Алан Лилльский (ум. в 1202/1203 г.) в труде “Сумма о проповедническом искусстве” (“Summa de Arte Praedicatoria”) дал классическое определение проповеди: “Проповедование есть открытое и публичное наставление о нравах и вере, служащее для просвещения людей, способ которого происходит от разума, а источник - от авторитетов”[18]. Проповедь обращена к большому количеству народа и главной целью имеет моральное назидание - в отличие от учения (doctrina), которое может предназначаться как для многих, так и для отдельных людей и цель которого состоит в передаче богословского знания[19].
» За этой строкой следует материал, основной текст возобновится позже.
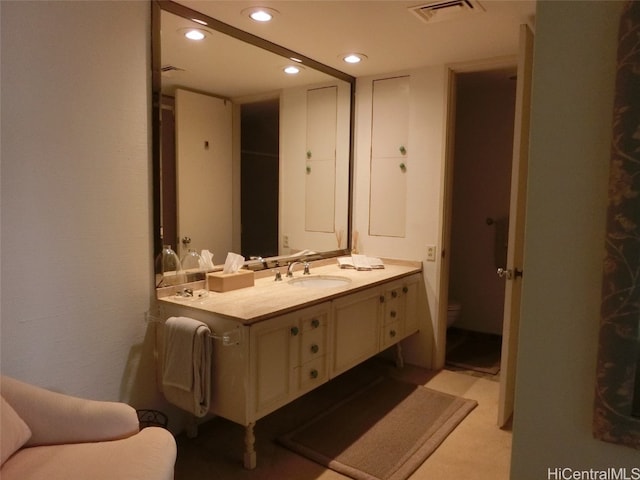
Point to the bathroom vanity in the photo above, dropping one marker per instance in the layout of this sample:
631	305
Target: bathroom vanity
277	340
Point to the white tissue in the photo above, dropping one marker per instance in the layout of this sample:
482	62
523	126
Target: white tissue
206	260
233	263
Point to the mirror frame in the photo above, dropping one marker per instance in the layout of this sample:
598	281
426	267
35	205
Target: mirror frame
157	6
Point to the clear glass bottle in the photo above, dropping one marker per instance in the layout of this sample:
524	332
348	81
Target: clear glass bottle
169	268
191	261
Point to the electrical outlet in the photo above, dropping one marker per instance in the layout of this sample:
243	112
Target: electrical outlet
431	253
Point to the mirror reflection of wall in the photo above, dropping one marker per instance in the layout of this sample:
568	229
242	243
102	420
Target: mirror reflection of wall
259	177
258	199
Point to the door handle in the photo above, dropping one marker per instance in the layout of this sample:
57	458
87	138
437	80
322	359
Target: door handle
508	273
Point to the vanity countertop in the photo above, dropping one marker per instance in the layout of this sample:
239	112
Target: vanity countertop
268	298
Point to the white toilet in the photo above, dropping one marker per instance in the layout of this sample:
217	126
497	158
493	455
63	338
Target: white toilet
453	312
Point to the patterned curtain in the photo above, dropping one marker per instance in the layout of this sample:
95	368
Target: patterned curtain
618	370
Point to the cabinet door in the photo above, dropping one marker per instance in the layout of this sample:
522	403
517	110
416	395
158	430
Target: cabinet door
320	176
389	157
393	315
274	352
356	329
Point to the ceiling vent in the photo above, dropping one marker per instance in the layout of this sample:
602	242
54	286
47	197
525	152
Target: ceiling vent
446	10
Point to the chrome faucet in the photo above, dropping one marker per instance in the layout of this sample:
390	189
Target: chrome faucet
292	264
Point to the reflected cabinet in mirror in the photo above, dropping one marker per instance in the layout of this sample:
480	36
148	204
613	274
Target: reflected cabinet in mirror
247	158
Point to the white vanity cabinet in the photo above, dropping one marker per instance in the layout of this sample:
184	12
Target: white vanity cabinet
356	327
288	357
261	364
399	312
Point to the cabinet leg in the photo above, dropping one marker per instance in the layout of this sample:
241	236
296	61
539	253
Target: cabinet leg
249	450
399	357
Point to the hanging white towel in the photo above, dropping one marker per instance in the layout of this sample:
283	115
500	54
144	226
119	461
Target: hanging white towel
186	375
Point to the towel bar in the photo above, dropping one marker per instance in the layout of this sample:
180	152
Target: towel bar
229	338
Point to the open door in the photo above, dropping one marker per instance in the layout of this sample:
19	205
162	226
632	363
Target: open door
512	272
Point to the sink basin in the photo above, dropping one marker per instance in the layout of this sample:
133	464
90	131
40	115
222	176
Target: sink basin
320	281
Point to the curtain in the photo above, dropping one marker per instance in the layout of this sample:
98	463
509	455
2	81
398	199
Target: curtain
615	418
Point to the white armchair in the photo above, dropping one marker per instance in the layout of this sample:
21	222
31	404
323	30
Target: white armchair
47	435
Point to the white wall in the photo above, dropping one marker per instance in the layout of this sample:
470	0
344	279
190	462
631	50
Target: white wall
76	264
573	80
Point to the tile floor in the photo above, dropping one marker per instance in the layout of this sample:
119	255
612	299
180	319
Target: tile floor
476	450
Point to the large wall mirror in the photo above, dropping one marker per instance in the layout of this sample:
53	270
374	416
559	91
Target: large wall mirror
247	158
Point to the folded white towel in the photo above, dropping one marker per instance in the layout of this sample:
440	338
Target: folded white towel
186	375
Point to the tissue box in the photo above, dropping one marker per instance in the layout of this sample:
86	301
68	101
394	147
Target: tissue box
225	282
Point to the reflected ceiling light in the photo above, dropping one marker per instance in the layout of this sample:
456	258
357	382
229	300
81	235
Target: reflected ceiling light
354	57
260	14
292	69
194	33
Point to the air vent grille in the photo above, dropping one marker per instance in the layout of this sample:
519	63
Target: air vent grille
446	10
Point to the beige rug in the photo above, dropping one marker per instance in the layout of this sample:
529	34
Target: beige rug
382	432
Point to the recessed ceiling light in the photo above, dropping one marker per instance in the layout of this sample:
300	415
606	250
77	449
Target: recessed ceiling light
260	14
194	33
292	69
354	57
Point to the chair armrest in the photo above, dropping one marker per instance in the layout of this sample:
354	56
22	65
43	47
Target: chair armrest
56	418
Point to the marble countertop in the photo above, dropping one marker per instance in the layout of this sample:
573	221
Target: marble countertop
268	298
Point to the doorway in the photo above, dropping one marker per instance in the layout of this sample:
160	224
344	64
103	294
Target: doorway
259	177
480	199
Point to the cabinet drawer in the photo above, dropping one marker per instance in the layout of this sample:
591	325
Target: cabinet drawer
391	334
313	373
314	322
313	344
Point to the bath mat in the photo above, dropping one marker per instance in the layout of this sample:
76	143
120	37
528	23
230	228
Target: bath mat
385	431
Традиционно в истории католической проповеди разграничиваются два периода: до начала XIII в. и позже. В первый период существовали два главных вида проповедей - homilia и sermo. До XIII в. термин “гомилия” употребляется как синоним “проповеди”, если не обращается специального внимания на форму. С точки зрения формы гомилия - это проповедь, суть которой заключается в разъяснении текста Св. Писания, а sermo - проповедь, в которой рассматривается специальный вопрос. Вместо большого фрагмента текста или перикопы используется обычно одно предложение или стих из Писания или сочинений Отцов Церкви в качестве исходного изречения - темы (thema) (Cruel 1879: 2-4). Начиная с XIII века, ознаменованного бурным развитием университетской науки и схоластики, термин “гомилия” применяется только к проповедям патристического периода. По отношению к проповеди, толкующей Писание, стали употребляться термины expositio и enarratio evangelii или epistolae, а также postilla или postillatio. Получил развитие новый тип “университетской” проповеди с усложненной, искусно продуманной (“диспонированной”) структурой (Cruel 1879: 2).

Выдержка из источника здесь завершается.